Malheureux Heinz Kinigadner, forcé sa retraite

un succès et deux deuxièmes places. Destin différent pour Bande de Jordi contient, Équipe KTM Lucky Strike, le seul capable de chasser les Orioli sauvages, même s'il a terminé deuxième en plus d'une heure du pilote Yamaha. Performance malchanceuse de l'équipe italienne Cagiva CH Racing par Roberto Azzalin. Trois motos officielles Cagiva Elefant sous la marque Kremlyovskaya ont été déployées, s'appuyer sur David Trolli, Alexandre Nifontov et Cyril Esquirol.

Unleashed le Trolli italien, deux spéciales gagnées, mais malheureusement forcés de prendre leur retraite

Unleashed le Trolli italien, deux spéciales gagnées, mais malheureusement forcés de prendre leur retraite

L'Italien était dans la course jusqu'à la troisième étape, capturer deux succès partiels, deux deuxièmes places et deux tiers. Malheureusement, il a dû abandonner en raison de problèmes de moteur quand il était de retour dans le haut vol. Le tournant de la course a eu lieu lors de l'étape menant à Zouerat, quand le favori Stéphane Peterhansel avait des problèmes majeurs avec son bicylindre. La plainte

présenté par Yamaha Motor France a parlé de diesel dans le réservoir au lieu de l'essence; les conclusions n'ont pas été en mesure d'en déterminer pleinement la cause et, par conséquent, l'organisation a rejeté la plainte. Peterhansel, avec près de trois heures de retard sur le premier, avait demandé l'annulation du procès; pas satisfait qu'il a décidé d'abandonner la course sous forme de protestation.

À ce stade a commencé le galop solitaire de EDI Orioli, devenir le nouveau leader du classement général.
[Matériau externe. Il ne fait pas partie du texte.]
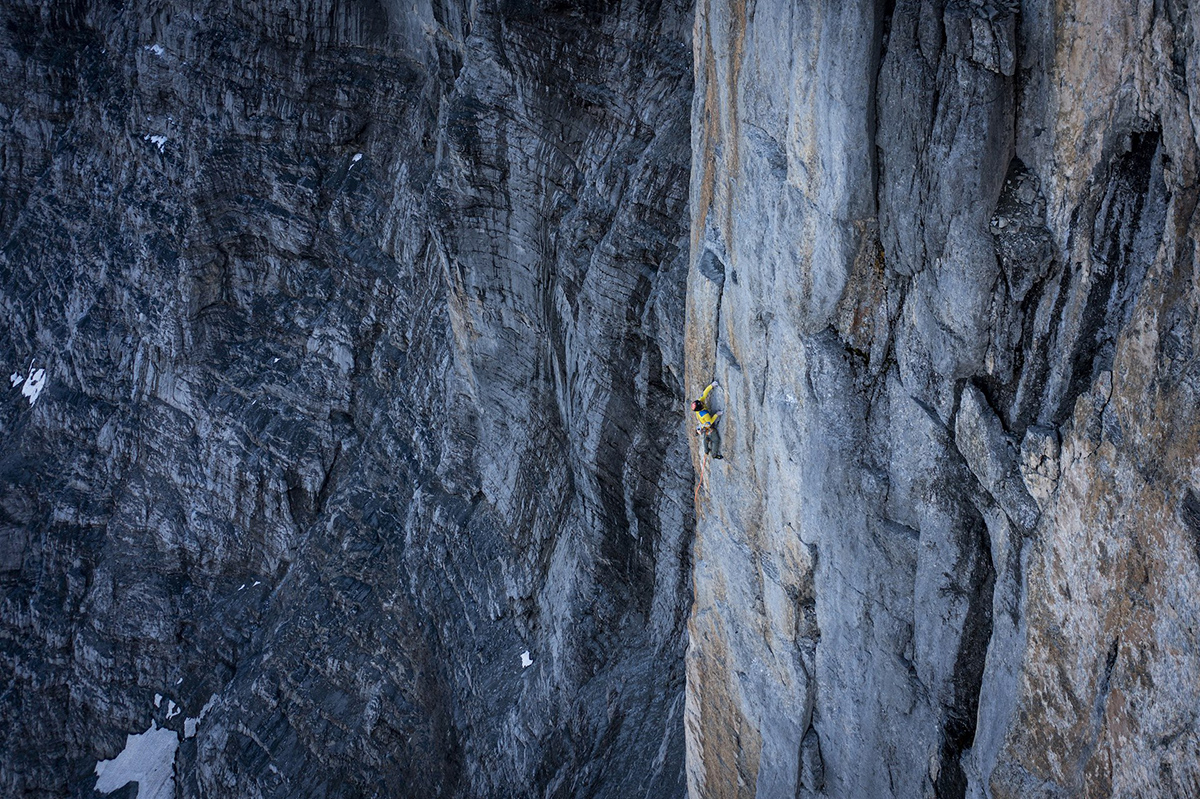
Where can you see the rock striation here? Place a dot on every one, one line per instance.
(345, 446)
(943, 263)
(359, 331)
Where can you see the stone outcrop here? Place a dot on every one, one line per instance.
(345, 445)
(359, 438)
(943, 264)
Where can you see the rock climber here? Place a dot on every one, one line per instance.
(706, 422)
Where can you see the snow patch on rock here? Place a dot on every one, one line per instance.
(148, 758)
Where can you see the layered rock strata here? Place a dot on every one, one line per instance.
(943, 264)
(357, 434)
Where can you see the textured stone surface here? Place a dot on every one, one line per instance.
(361, 326)
(952, 550)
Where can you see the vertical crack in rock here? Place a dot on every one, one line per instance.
(960, 716)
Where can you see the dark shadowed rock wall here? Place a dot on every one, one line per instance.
(945, 266)
(361, 335)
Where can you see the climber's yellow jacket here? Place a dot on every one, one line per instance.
(705, 416)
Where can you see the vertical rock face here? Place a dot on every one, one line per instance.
(358, 443)
(943, 265)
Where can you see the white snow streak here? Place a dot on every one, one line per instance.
(34, 384)
(149, 758)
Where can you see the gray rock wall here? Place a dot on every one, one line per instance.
(943, 268)
(361, 334)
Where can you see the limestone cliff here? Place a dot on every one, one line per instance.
(943, 263)
(346, 449)
(358, 332)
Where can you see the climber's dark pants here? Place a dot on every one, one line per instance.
(713, 443)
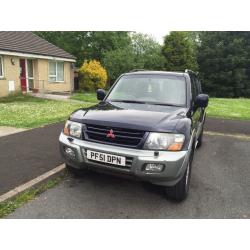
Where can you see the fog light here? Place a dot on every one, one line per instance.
(70, 153)
(154, 167)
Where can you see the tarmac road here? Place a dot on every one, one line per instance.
(220, 188)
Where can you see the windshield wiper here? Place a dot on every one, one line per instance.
(128, 101)
(165, 104)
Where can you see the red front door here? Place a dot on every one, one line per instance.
(23, 74)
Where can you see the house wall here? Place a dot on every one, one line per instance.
(41, 76)
(11, 73)
(41, 67)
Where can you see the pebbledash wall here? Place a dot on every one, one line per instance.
(41, 76)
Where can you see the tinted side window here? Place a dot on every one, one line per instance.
(193, 87)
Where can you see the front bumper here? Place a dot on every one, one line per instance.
(175, 162)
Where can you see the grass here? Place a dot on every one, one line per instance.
(238, 109)
(227, 108)
(86, 97)
(24, 111)
(10, 206)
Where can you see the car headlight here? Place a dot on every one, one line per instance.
(73, 129)
(164, 141)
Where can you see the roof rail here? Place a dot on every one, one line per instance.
(191, 72)
(135, 70)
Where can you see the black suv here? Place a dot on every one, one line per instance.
(147, 126)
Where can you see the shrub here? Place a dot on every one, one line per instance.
(92, 76)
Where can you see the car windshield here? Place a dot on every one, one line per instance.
(153, 89)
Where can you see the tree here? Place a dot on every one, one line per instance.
(147, 52)
(179, 50)
(141, 53)
(93, 76)
(224, 62)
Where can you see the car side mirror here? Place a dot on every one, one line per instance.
(201, 100)
(100, 94)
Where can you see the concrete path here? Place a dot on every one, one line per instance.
(227, 126)
(219, 189)
(4, 131)
(28, 154)
(52, 96)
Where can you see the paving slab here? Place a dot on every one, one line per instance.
(28, 154)
(220, 188)
(4, 131)
(227, 126)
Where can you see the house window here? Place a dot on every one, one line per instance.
(56, 71)
(1, 67)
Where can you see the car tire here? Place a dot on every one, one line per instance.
(199, 140)
(179, 192)
(75, 171)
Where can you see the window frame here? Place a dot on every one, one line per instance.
(2, 67)
(56, 75)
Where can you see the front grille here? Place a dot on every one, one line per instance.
(123, 137)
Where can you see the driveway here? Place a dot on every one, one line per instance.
(220, 188)
(28, 154)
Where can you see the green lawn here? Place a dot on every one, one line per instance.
(238, 109)
(23, 111)
(86, 97)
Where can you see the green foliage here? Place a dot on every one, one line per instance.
(228, 108)
(141, 53)
(224, 63)
(180, 51)
(92, 76)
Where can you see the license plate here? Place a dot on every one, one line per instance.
(107, 158)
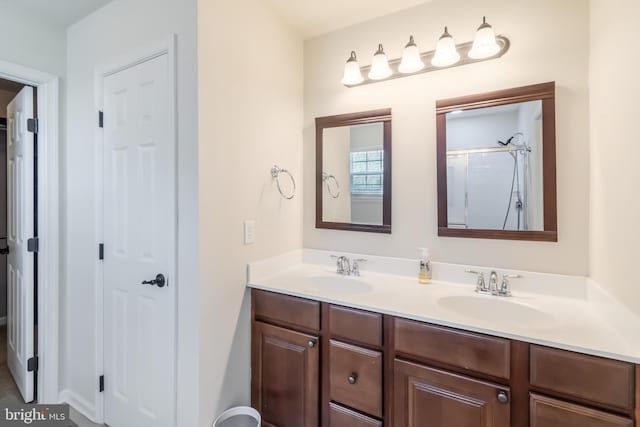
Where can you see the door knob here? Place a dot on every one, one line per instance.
(159, 281)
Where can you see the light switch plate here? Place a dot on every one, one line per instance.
(249, 232)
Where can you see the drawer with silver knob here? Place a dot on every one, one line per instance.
(355, 377)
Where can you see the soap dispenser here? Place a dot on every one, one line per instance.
(425, 274)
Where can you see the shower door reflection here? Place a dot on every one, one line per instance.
(494, 168)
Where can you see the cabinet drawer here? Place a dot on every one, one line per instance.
(286, 310)
(547, 412)
(355, 325)
(355, 377)
(343, 417)
(604, 382)
(473, 352)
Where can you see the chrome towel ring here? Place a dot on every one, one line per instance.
(325, 178)
(275, 174)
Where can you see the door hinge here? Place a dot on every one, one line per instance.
(32, 364)
(32, 125)
(33, 244)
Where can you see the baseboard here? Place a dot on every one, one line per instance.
(78, 403)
Trolli contrôlé et plus tard Arcarons, avec une marge d'avantage suffisante pour conduire librement. Un petit problème d'alimentation, probablement de l'essence sale pour lui aussi, lui a fait perdre de précieuses minutes, comme un problème avec le choc arrière l'a forcé à ralentir considérablement dans la dernière étape.

Une victoire chacune aussi pour Kari Tiainen Husqvarna et Thierry Magnaldi par Yamaha. Quant aux Italiens, En plus de Trolli, il s'est bien comporté Fabrizio Meoni sur la KTM avec deux succès personnels et une 39e place. Il existe également de bonnes preuves Guido Maletti Kawasaki, sixième dans l'absolu, Église Maximus huitième, Emmanuel Christian 13ème, Aldo Winkler Xixe, Angelo Fumagalli 20e et Alberto Morelli quarante-neuvième.

 

Tiré de Motorcycling
Texte: Biagio Maillots
Photo: Gigi Soldano DPPI

Jordi Arcarons al debutto de la 1988

Les débuts de la bande de Jordi contient

L'année du début de bande de Jordi contient le Dakar est la 1988, Édition à laquelle il participe sur une moto d'origine catalane, le Merlin, dont 31 globale et première dans la catégorie 500 CC.

Bande de Jordi contient, pilote rapide dans le désert, a gagné 27 étapes de 14 éditions auxquelles il a participé, presque un record étant donné que mieux qu'il a fait juste un monstre sacré du Dakar, Français Stéphane Peterhansel, qui a gagné bien 33.

Un coureur redoutable qui, malgré jamais après avoir remporté la compétition, Il a terminé sur le podium bien 5 éditions (3 fois seconde et 2 troisième fois).